Method:  A descriptive survey inspecting five components of feasibility for using Taktab system besides an analytical case study was used.  In the study, 2 researcher-made questionnaires for users (50 actual users) and publishers (18 publishers available by sampling) as well as interviews, an evaluation and observation checklists were incorporated. The population was three groups of managers, information technology engineers and actual users of the Taktab system. According to the set objectives Excel software tables were used to describe the data and a chi-square test for checklist evaluation.  Cronbach's Alpha was used to evaluate the reliability of the opinion poll.

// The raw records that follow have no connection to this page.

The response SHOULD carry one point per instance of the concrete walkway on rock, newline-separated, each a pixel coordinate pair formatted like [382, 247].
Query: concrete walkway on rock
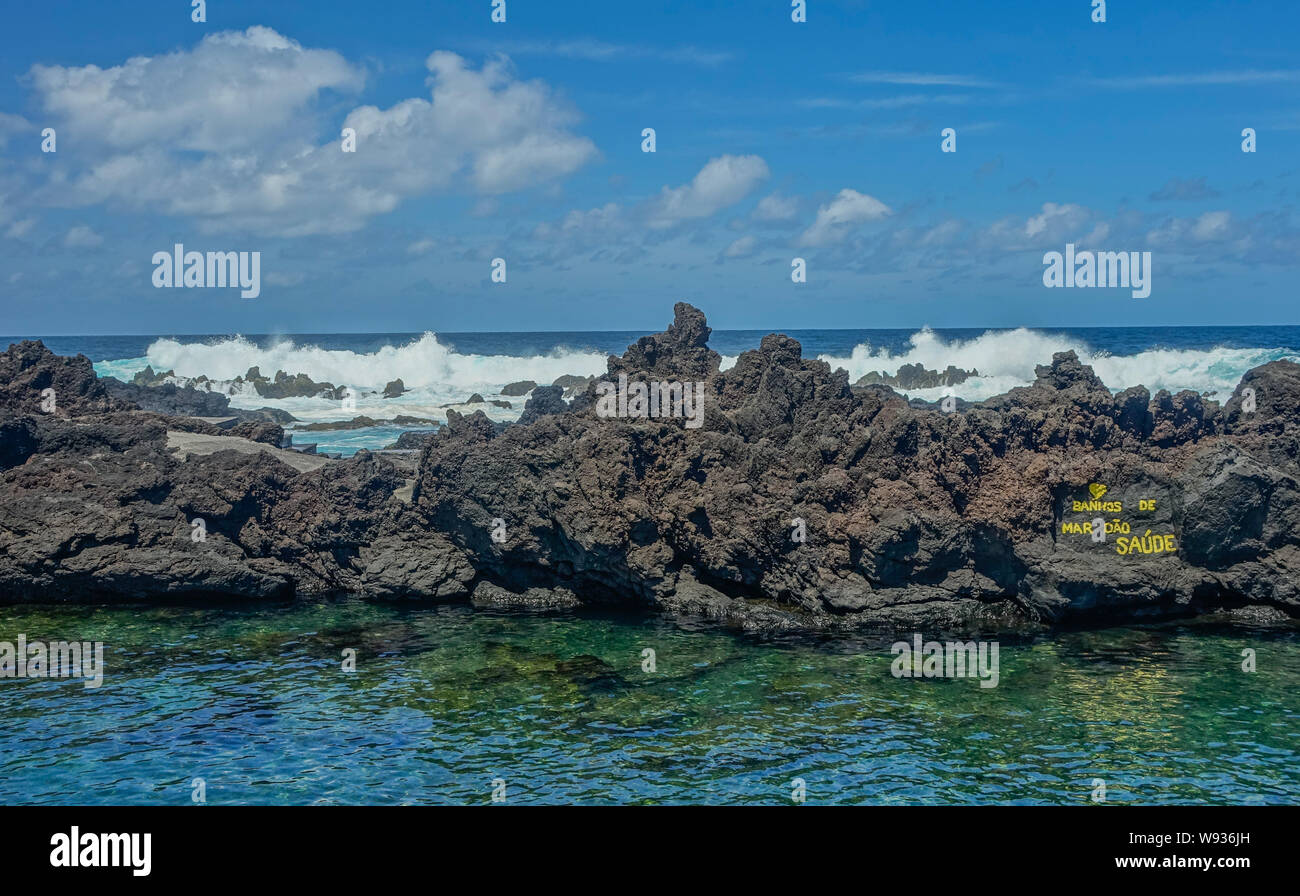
[194, 444]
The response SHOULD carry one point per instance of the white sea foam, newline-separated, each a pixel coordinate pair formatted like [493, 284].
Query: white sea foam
[1006, 359]
[421, 363]
[440, 377]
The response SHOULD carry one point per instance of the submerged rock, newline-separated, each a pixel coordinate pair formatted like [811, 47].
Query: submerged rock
[516, 389]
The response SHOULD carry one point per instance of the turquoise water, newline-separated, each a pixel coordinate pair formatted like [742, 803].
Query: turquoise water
[445, 700]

Findings: Findings could be used as a first step in examining the possibilities of the Taktab system, the level of users, interest and publishers, to create a book recommending system, and also the feasibility study of creating this system. Findings indicate that the use of recommender systems in digital library information retrieval can be a better way to identify the needs and interests and information resources of users and publishers and be an effective step to improve services in digital libraries. Focusing on the use of these systems can also be used as a new way for information organization professionals and designers of information retrieval systems to advance their goals in the age of technology and information retrieval.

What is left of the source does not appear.